What temptation can a man of my turn and temperament have, to live in a place where every corner teems with fresh objects of detestation and disgust? What kind of taste and organs must these people have, who really prefer the adulterate enjoyments of the town to the genuine pleasures of a country retreat?

Most people I know, are originally seduced by vanity, ambition, and childish curiosity; which cannot be gratified, but in the busy haunts of men: but, in the course of this gratification, their very organs of sense are perverted, and they become lost to every relish of what is genuine and excellent in its own nature.

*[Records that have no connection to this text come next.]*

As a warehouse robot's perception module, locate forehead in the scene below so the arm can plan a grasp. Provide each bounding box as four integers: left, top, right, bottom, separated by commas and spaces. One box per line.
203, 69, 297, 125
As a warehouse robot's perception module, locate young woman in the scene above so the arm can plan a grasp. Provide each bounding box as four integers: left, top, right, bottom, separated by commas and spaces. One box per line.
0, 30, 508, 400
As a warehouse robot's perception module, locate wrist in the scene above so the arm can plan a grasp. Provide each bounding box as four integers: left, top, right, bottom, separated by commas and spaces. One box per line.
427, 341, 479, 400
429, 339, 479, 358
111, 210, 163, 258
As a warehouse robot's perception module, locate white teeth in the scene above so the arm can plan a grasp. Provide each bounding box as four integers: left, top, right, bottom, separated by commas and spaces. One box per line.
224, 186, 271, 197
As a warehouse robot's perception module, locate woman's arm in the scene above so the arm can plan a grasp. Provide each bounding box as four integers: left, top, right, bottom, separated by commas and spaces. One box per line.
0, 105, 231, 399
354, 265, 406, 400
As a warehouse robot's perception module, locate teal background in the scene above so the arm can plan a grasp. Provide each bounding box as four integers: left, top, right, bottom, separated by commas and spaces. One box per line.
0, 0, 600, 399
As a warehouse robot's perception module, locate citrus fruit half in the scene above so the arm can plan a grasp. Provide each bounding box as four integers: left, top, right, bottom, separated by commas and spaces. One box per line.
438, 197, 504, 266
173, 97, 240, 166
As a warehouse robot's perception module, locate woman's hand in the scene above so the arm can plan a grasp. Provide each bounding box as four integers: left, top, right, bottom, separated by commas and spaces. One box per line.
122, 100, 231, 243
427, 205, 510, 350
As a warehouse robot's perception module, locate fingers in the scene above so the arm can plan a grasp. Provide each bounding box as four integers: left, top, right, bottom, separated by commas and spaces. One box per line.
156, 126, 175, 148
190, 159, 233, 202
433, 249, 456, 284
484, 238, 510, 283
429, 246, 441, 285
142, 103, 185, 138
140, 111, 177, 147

Shall I state the difference between my town grievances, and my country comforts? At Brambleton Hall, I have elbow-room within doors, and breathe a clear elastic, salutary air - I enjoy refreshing sleep, which is never disturbed by horrid noise, nor interrupted, but in a-morning, by the sweet twitter of the martlet at my window - I drink the virgin lymph, pure and crystalline as it gushes from the rock, or the sparkling beverage, home-brewed from malt of my own making; or I indulge with cyder, which from my own orchard affords; or with claret of the best growth, imported for my own use, by a correspondent on whose integrity I can depend; my bread is sweet and nourishing, made from my own wheat, ground in my own mill, and baked in my own oven; my table is, on a great measure, furnished from my own ground; my five-year old mutton, fed on the fragrant herbage of the mountains, that might vie with venison in juice and flavour; my poultry from the barn door, that never knew confinement, but when they were at roost; my rabbits panting from the warren, my game fresh from the moors; my trout and salmon struggling from the stream; oysters from their native banks; and herrings with other sea fish, I can eat in four hours after they are taken - My sallads, roots, and pot herbs, my own garden yields in plenty and perfection; the produce of the natural soil, prepared by moderate cultivation.

The same soil affords all the fruits that England may call her own, so that my desert is every day fresh-gathered from the tree; my dairy flows with the nectarious tides of milk and cream, from whence we derive abundance of butter, curds and cheese; and the refuse fattens my pigs, that are destined for hams and bacon - I go to bed betimes and rise with the sun - I make shift to pass the hours without weariness or regret, and am not destitute of amusements within doors, when the weather will not permit me to go abroad - I read and chat, and play at billiards, cards or back-gammon - Without doors, I superintend my farm, and execute plans of improvement, the effects of which I enjoy with unspeakable delight - Nor do I take less pleasure in seeing my tenants thrive under my auspices, and the poor live comfortably by the employment which I provide - You know I have one or two sensible friends, to whom I can open all my heart; a blessing which perhaps, I might have sought in vain among the crowded scenes of life. finally I live in the midst of honest men, and trusty dependents, who, I flatter myself, have a disinterested attachment to my person - You yourself, my dear Doctor, can vouch for the truth of these assertions.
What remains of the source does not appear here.